Application of electric foot shock induced the phosphorylation of KCNQ2 at T217, NR1 at S890 and MARCKS at S152/156, whereas preinjection of M1R antagonist VU0255035 suppressed the phosphorylation of these proteins (Figure 2A-E). The immunofluorescence intensity of P-KCNQ2 and the number of P-KCNQ2 T217-positive cells were increased in the NAc by electric foot shock (Figure 2G-H). Taken together, these results indicated that aversive stimulus enhanced the phosphorylation of KCNQ2 at T217 in MSNs of the NAc.

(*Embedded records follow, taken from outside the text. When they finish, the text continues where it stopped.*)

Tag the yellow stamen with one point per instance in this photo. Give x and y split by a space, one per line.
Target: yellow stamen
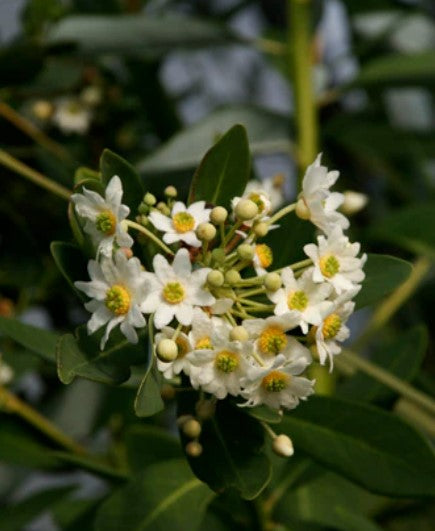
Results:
173 293
265 255
272 340
118 299
329 266
275 381
227 361
183 222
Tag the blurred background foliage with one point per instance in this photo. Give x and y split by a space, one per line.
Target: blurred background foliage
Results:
158 82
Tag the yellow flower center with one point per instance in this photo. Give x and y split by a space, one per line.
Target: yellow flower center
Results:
227 361
331 326
183 222
118 299
272 340
329 266
173 292
106 222
297 300
256 198
203 343
275 381
265 255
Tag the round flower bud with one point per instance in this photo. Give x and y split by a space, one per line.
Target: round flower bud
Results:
215 278
353 202
191 428
206 232
272 281
261 229
283 446
149 199
302 210
245 251
239 333
246 209
167 350
170 191
218 215
193 449
232 276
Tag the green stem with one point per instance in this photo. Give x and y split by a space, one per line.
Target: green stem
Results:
32 175
150 235
391 381
299 42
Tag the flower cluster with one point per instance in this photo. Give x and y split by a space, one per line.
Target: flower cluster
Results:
217 312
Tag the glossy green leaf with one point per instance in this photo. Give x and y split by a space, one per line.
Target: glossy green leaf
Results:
166 496
112 164
365 444
71 263
402 356
383 275
224 171
42 342
148 444
137 35
81 356
410 228
228 460
267 132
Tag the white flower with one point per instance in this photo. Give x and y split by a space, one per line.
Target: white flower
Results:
221 364
117 288
277 384
321 203
174 290
103 216
303 297
183 222
71 116
181 363
335 261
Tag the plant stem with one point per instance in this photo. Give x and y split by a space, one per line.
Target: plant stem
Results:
299 47
388 379
12 404
150 235
32 175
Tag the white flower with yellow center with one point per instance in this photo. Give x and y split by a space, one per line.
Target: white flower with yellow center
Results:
316 202
335 261
263 258
174 290
71 116
104 216
170 369
221 364
302 296
277 385
117 288
182 223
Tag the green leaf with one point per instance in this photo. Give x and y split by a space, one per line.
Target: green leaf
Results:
224 170
409 228
148 444
81 356
268 132
166 496
71 263
233 449
402 356
137 35
112 164
383 275
365 444
42 342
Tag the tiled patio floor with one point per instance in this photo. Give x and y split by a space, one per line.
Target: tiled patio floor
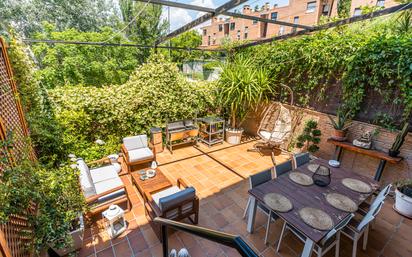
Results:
219 175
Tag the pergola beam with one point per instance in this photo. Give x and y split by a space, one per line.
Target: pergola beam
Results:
200 20
331 25
227 13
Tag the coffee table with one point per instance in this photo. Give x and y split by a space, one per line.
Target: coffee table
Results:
157 183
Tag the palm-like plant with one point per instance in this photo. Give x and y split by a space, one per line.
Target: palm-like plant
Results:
242 86
343 120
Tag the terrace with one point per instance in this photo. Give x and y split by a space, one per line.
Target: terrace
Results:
300 147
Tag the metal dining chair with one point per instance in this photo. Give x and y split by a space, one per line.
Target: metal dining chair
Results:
328 242
301 159
254 181
283 168
356 229
280 169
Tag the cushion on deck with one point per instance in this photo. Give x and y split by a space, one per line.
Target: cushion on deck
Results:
103 173
86 181
107 185
135 142
140 154
178 125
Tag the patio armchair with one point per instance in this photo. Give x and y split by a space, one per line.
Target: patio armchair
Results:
175 203
136 150
102 187
358 228
332 239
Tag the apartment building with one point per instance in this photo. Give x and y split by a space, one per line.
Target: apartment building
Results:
304 12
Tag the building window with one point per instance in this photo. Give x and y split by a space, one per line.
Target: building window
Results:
311 7
380 3
281 30
357 12
232 26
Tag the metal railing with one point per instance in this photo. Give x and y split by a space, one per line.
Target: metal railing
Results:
229 240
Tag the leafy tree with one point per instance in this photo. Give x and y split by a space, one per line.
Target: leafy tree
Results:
26 17
62 64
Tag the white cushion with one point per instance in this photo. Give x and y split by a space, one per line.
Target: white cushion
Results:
86 181
103 173
140 154
135 142
166 192
106 185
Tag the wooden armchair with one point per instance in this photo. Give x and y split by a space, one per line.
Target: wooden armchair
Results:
102 187
175 203
136 150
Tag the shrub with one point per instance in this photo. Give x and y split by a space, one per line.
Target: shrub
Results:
155 93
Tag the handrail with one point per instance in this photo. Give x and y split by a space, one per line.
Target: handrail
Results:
230 240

To investigate the role of KCNQ2 in aversive learning, KCNQ2-cKO mice were employed in a motivated passive avoidance test with electric foot shock. In the passive avoidance test, step-through latency was recorded in the test session 24 h after the training session, where electric foot shock was applied. Compared with the control mCherry injection, knockout of Kcnq2 in the NAc significantly increased the step-through latency (Figure 3A-B). These results indicated that conditional deletion of Kcnq2 facilitated aversive learning and suggested that KCNQ2 negatively regulated aversive behavior.

【Conclusions】
In this study, we found that PKC directly phosphorylates KCNQ2 at T217 in response to muscarinic stimulation (Figure 1 and 2) and conditional deletion of KCNQ2 in the NAc enhanced electric foot shock-induced aversive learning (Figure 3). PKC participates in muscarinic receptor-mediated inhibition of KCNQ channel activity. Thus, muscarinic signaling likely inhibits the M-current and increases the neuronal excitability of MSNs in the NAc through the phosphorylation of KCNQ2 at T217 by PKC for aversive learning. T217 is located at the large intracellular domain named the S4–S5 linker region of KCNQ2, which plays a critical role in the regulation of voltage-gated channel activity. Phosphatidylinositol-4,5 bisphosphate (PIP2) interacts with the S4–S5 linker region and increases the current amplitude and voltage sensitivity of the KCNQ2 channel. Thus, it is conceivable that adding a phosphate moiety to the S4-S5 linker region by phosphorylation at T217 prevents the interaction with PIP2. KCNQ2 Phosphorylation may reduce the M current by modulating the PIP2 affinity, thereby increasing neuronal firing.